For people who fish, ski, hike, mountain bike, of love fall scenery those are wonderful places, and with the population density in those areas demand for rooms would be good. My wife and I go on 4 or 5 long weekend trips of 4 to 5 days every year in those areas as well as a vacation for a week or more. Not having exchange fees or paying for hotels as much would make acquiring more points attractive to me.


----------



## pgnewarkboy (Oct 23, 2011)

As a dri owner I am glad to see that they continue to expand their resort options while some other companies are getting out of timeshares or just going out of business.   With rising airfares and unrest in Europe investment in the United States seems smart.


----------



## T_R_Oglodyte (Oct 23, 2011)

dwojo said:


> For people who fish, ski, hike, mountain bike, of love fall scenery those are wonderful places, and with the population density in those areas demand for rooms would be good. My wife and I go on 4 or 5 long weekend trips of 4 to 5 days every year in those areas as well as a vacation for a week or more. Not having exchange fees or paying for hotels as much would make acquiring more points attractive to me.



If the demand is that great why aren't developers building timeshare resorts in those locates?

The reality of the market is those are not viable markets for timeshares.  Most of the projects that are in those locates are in those locates date to the early days of timesharing, when developers were often converting motels and failed projects.  

The only exception that I can think of is Trendwest (developer for Worldmark), and IMHO Trendwest has built in the Midwest because that's the cheapest place to build and they sell points for the same price no matter where the project happens to be located.  (So they make more money by building in marginal locations).


----------



## LynnW (Oct 23, 2011)

nightnurse613 said:


> It looks like they have several 2 bedroom units listed - one is only 4 occupancy?

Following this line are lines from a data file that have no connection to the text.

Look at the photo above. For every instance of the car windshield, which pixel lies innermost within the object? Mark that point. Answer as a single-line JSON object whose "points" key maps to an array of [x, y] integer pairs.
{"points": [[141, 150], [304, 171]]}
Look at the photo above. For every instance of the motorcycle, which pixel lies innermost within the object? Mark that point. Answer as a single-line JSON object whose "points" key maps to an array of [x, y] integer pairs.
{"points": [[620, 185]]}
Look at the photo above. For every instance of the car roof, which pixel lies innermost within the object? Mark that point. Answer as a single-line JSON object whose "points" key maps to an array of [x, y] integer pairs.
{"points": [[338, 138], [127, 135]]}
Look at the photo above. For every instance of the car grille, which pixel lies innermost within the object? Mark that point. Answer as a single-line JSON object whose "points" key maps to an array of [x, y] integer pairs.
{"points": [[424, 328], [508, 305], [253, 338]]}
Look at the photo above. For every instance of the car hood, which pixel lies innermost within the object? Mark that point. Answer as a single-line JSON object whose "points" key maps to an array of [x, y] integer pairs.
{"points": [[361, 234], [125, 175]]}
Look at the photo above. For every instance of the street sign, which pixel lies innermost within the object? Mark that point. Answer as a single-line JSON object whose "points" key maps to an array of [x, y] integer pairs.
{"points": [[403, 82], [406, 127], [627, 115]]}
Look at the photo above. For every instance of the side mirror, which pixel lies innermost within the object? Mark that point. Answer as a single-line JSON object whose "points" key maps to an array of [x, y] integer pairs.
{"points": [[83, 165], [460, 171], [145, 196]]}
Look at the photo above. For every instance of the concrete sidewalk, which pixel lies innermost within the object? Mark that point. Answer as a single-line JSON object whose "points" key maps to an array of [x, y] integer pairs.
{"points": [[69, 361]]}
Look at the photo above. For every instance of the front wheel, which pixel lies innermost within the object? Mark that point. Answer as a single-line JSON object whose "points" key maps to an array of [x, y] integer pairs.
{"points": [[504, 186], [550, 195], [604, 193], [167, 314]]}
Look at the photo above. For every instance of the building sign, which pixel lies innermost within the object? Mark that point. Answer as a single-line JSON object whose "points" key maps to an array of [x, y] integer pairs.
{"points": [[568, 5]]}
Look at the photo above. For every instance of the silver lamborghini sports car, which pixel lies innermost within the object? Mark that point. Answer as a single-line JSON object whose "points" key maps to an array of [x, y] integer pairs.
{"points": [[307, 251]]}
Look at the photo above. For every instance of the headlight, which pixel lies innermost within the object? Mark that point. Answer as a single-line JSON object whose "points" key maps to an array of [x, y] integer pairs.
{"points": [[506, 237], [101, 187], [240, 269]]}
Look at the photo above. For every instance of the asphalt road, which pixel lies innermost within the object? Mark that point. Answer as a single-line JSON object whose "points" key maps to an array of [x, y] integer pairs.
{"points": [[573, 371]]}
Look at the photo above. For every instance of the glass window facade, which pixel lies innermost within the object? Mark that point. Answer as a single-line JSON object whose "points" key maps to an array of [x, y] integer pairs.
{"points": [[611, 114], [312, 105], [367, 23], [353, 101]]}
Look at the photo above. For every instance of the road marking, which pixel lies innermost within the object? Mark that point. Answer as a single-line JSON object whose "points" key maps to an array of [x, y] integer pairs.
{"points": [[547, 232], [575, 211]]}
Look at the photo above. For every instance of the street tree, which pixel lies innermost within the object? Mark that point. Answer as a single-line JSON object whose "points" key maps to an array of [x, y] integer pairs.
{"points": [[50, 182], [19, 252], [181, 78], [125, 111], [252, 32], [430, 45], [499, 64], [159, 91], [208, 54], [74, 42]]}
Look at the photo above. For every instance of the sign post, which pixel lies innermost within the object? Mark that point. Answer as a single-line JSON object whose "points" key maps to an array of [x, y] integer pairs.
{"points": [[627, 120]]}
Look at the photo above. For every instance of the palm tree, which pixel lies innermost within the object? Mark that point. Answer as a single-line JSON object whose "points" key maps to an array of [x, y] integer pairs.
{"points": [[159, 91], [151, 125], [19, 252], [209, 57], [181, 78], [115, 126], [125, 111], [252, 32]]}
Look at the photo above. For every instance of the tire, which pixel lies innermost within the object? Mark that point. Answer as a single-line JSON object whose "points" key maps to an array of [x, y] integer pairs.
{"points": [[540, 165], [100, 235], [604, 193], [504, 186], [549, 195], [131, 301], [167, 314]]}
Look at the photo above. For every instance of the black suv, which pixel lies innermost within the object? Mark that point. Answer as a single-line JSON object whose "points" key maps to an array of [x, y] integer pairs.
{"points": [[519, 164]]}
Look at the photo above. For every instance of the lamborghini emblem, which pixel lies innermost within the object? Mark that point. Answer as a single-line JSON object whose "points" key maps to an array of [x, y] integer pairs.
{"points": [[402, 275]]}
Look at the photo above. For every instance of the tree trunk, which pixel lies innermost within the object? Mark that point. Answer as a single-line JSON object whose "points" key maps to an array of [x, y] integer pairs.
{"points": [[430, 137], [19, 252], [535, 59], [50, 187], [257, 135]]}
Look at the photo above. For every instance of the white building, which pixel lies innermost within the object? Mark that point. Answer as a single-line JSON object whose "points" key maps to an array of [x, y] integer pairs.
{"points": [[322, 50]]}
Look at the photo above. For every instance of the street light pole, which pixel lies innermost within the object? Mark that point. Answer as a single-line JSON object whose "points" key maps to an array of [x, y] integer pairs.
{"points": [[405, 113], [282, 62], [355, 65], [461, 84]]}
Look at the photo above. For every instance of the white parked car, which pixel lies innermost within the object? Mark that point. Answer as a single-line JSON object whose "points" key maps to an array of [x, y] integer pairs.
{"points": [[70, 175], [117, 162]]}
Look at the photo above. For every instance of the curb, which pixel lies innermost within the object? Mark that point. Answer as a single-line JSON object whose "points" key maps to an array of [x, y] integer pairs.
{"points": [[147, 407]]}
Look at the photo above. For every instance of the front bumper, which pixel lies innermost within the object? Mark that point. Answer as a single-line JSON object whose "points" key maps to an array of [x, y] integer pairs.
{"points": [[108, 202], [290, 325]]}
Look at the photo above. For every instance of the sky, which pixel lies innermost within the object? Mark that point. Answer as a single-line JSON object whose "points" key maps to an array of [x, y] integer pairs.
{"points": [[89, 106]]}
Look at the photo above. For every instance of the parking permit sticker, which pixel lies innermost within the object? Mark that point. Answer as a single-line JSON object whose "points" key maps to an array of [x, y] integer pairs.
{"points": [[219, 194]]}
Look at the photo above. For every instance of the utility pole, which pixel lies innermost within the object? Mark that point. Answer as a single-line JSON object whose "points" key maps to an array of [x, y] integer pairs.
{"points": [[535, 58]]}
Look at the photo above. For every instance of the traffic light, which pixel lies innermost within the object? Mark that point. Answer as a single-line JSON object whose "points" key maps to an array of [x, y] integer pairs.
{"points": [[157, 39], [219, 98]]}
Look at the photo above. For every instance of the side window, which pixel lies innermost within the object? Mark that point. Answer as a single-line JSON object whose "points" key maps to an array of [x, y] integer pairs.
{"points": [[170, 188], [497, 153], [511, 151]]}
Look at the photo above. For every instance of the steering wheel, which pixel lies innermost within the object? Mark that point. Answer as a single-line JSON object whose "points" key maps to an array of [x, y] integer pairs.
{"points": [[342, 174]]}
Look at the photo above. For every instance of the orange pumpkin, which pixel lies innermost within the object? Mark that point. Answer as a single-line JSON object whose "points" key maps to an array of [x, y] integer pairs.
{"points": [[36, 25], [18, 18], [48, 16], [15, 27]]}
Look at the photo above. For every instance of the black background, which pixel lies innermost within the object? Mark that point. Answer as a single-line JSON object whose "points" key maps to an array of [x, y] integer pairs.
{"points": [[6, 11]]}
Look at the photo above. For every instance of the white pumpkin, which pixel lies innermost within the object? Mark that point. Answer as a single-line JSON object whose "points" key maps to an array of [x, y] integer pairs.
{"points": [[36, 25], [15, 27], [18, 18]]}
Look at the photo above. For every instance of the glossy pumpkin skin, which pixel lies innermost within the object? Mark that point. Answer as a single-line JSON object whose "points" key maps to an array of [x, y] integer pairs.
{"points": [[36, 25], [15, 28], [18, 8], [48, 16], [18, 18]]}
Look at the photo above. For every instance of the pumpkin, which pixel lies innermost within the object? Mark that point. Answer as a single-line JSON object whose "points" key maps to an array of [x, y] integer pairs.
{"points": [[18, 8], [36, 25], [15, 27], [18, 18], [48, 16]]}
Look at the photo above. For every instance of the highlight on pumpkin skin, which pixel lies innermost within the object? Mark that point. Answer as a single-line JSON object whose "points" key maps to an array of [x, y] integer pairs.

Some have golf views, some are listed as family so I am not too sure about the differences.  They are listed in the 10-11,000 pt range for a seven day reservation which, I think, is about average for DRI average properties. Cave Creek is a unique little town north of Scottsdale with a nice Lake not too far away.  I didn't mean to disparage the resort but as DWOJO said, (and as an Arizona resident I say), how about ACQUIRING some more California coastal property?  Not necessarily something big-there are a couple of smaller resorts.  It's nice to have access to Napa and Avila Beach but there never seems to be much availability. :zzz:



I thought that the units at Rancho Manana were all the same  They have two separate master suites with walk in showers and king beds. Because there was only the two of us I didn't notice if there was sofa beds in the living room. Maybe some do and some don't so that's the difference.

Lynn


----------



## wolfie (Oct 26, 2011)

*Rancho Manana*

Used the spa there when it was still ILX...it was one of the best I've ever been too.  I am making it my life's work to go to as many spas in AZ as I can.  I hope now that DRI has Rancho Manana the spa will be as great.  The units were wonderful.


----------



## flyguy (Mar 14, 2012)

*Some information about this resort and DRI*

I was recently in Cave Creek and visited with DRI personnel at this resort. There are some 14 units (all two bedroom) that Diamond has taken over. The units were empty for some three years but have been cleaned up and made ready for guests. The location is next to a golf course and Tonto Restaurant that are managed separately from the resort. Currently the exercise room/spa and small "restaurant" near the pool are not being utilized. The location is beautiful and the rooms appear to be very comfortable and clean.


----------